T’es là, tu commandes un Uber un dimanche du mois de mai à la fin du confinement, c’est la fin d’après-midi, tu t’apprêtes à quitter la personne avec qui tu vis depuis plusieurs années. Tu chouines un peu, normal, t’es triste. Tu clignes des yeux et pouf, t’es assise dans un métro. Il n’est pas à Paris ce métro, non, il est plus loin que ça. Sur un autre continent, dans un autre pays.

Trois ans, ça paraît long non ? Toi, quand t’y penses, tu te dis que c’était quand même rapide. Elles sont passées vite ces trois dernières années. Tu souris toujours quand on te dit à quel point tu as changé. Parce que bon dieu, ce que tu as pu changer en trois ans

Tu en as eu des idées étranges dans ta vie. Par exemple la frange en cinquième. Ce n’était pas malin, t’as les cheveux trop fins pour porter une frange. Et puis ça demande de l’entretien, et toi, t’as jamais vraiment pris le temps d’apprendre à te coiffer. Quand tu découpais tes vêtements au lycée, c’était aussi un peu spécial. Tu voulais devenir styliste, mais au lieu d’apprendre à coudre, tu laissais divaguer ton imagination. Je crois que coucher avec le pseudo Premier ministre c’était pas non plus très brillant de ta part. Même si ça te fait une drôle d’anecdote à raconter (une de plus). La fois où t’as commandé du lapin dans un restaurant étoilé alors que a) tu ne manges pas vraiment de viande et b) tu n’aimes pas le lapin, c’était clairement un mauvais raisonnement (toujours inexplicable à ce jour). Par contre, ce qui est certain, là où personne, jamais, n’a remis en question ta décision, c’est que le choix que tu as fait ce dimanche-là, quand tu es montée dans ce taxi, pour enfin t’écouter, il était brillant

C’est étonnant d’y penser encore, tous les ans en mai. De te revoir faire le trajet. De sentir toujours les frissons qui s’emparaient de ton corps à l’arrière de ce véhicule, le regard du chauffeur inquiet de te voir pleurer toutes les larmes de ton corps dans ton masque chirurgical. Le sentiment de vide qui t’emparait au fur et à mesure que la voiture avancée. Les semaines qui ont suivi, te voir traverser un ouragan de doutes, de tristesses, de peurs et finalement, en sortir vainqueur. Gagnante de la bataille, bataille que tu livrais finalement avec toi-même. Parce que oui, ma grande, tu l’as gagné cette bataille. Tu as sorti la tête de l’eau, triomphante et tu as suivi ce chemin qui s’ouvrait à toi. Teinté de nouveautés, de possibilités, d’opportunités. Un chemin qui, certes, continue de te donner des cheveux blancs, mais t’invite aussi à te coucher chaque soir avec cette même pensée "au moins, je pourrais dire que j’ai vécu"

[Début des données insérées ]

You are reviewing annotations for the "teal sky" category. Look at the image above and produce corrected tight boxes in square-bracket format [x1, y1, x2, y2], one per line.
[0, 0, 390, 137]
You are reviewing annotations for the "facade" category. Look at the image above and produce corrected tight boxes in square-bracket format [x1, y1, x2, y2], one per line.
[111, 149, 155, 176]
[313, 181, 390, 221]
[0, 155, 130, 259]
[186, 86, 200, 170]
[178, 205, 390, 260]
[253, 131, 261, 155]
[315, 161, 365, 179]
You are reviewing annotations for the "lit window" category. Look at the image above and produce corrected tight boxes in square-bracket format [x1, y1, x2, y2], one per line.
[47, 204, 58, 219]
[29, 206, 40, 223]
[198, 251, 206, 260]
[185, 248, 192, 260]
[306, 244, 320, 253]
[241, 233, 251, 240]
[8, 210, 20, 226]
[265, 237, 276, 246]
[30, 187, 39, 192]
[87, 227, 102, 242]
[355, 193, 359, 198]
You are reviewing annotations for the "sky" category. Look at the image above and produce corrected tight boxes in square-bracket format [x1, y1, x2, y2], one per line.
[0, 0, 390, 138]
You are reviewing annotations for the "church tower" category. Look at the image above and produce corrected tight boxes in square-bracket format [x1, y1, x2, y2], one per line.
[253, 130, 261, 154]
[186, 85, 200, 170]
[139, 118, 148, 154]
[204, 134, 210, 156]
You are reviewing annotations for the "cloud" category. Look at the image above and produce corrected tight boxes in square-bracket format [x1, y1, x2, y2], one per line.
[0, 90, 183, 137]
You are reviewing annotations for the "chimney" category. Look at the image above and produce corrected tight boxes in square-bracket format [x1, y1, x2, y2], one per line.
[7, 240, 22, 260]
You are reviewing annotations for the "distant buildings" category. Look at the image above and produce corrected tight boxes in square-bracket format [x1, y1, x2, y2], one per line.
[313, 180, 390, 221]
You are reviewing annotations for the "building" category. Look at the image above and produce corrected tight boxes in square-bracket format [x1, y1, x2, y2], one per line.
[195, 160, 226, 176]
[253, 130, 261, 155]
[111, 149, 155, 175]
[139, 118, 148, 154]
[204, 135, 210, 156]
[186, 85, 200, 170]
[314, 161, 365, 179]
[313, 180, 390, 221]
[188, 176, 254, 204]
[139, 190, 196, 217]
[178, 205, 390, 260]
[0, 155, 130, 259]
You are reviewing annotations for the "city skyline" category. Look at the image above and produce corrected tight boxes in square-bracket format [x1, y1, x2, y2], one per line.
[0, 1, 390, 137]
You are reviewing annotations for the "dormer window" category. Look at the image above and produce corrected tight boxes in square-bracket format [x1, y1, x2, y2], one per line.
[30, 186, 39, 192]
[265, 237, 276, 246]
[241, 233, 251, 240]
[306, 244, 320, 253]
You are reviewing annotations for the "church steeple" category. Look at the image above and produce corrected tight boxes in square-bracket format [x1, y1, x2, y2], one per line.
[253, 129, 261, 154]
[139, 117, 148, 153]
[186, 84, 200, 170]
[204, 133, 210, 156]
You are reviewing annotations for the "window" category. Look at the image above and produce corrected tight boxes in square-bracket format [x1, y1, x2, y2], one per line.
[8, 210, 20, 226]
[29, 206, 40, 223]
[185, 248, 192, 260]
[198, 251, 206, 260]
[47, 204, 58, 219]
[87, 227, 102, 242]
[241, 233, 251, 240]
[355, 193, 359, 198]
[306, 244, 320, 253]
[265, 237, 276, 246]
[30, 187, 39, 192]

C’est facile de choisir pour les autres. De recommander un restaurant, de donner des conseils sur les relations, de parler de ses préférences, de ses envies, de ses volontés. Là où ça se complique, c’est lorsqu’il faut choisir pour soi. Tu t’assois confortablement à table, le menu dans les mains, composé de ces options de vie : rester, partir, accepter, fuir, pleurer, rire, continuer, mettre un terme. Il ne reste plus qu’à toi de décider ce que tu veux en faire. Comment savoir quelle est la bonne solution ? Quel plat préférer ? Prendre une entrée ou un dessert ? Ou renverser la table, sortir du restaurant, courir dans la ville pour partir, loin, très loin. 

J’aime bien cette image de la table renversée. Je crois qu’en mai de cette année-là, c’est ce que tu as fait. Tu ne voulais plus laisser tes choix dans les mains de quelqu’un, hocher la tête et garder le masque de la bonne personne bien sympa qui ne prend finalement pas de décision. Jour après jour, tu ne t’en souviens pas, mais, jour après jour, durant ce printemps terrible, tu as récupéré dans chaque petite partie de corps, la force et le courage, qui restaient planqués, bien profond. Jusqu’à en avoir amassé suffisamment pour y croire. En toi. Pour te choisir. Toi. 

De toutes ces choses que tu noteras sur ton téléphone après les séances chez la psy, ces mots resteront les plus importants : ne pas avoir honte, mais plutôt ressentir de la fierté. “Bravo de vous être choisi, bravo d’être parti.”.

Peut-être que finalement, c’est pour ça que chaque année, en mai, tu y penses. Que ton cerveau t’envoie un petit mot pour te rappeler que ce n’est pas un jour insignifiant, une date comme une autre. Ce n’est pas un anniversaire, ce n’est pas une naissance, mais c’est une clôture et avec elle un renouveau. C’est simplement le jour où tu as décidé que tu méritais mieux. Pas de la part de quelqu’un d’autre, mais de ta part à toi. Et le plus beau dans l’histoire, ma grande, c’est qu’à partir de ce moment-là, tu as conservé sous le coude la force et le courage, pour continuer de te choisir toi

Alors ce n’est évidemment pas un anniversaire. Aucune bougie ne sera soufflée, aucun cadeau ne sera déballé, mais j’crois que tu mérites bien un gâteau aujourd’hui, demain, et jusqu’à ce que ce souvenir, de la morve dans le taxi s’éloigne suffisamment et disparaisse finalement dans le fin fond de ta mémoire. En attendant, comme dirait Cécé, je te le redis : bravo de t’être choisi. Et merci aussi. Parce que la vie ne serait certainement pas aussi incroyable, si tu étais restée. Tu mérites tout l’amour du monde, et pour commencer, celui que tu te portes aujourd’hui à toi-même.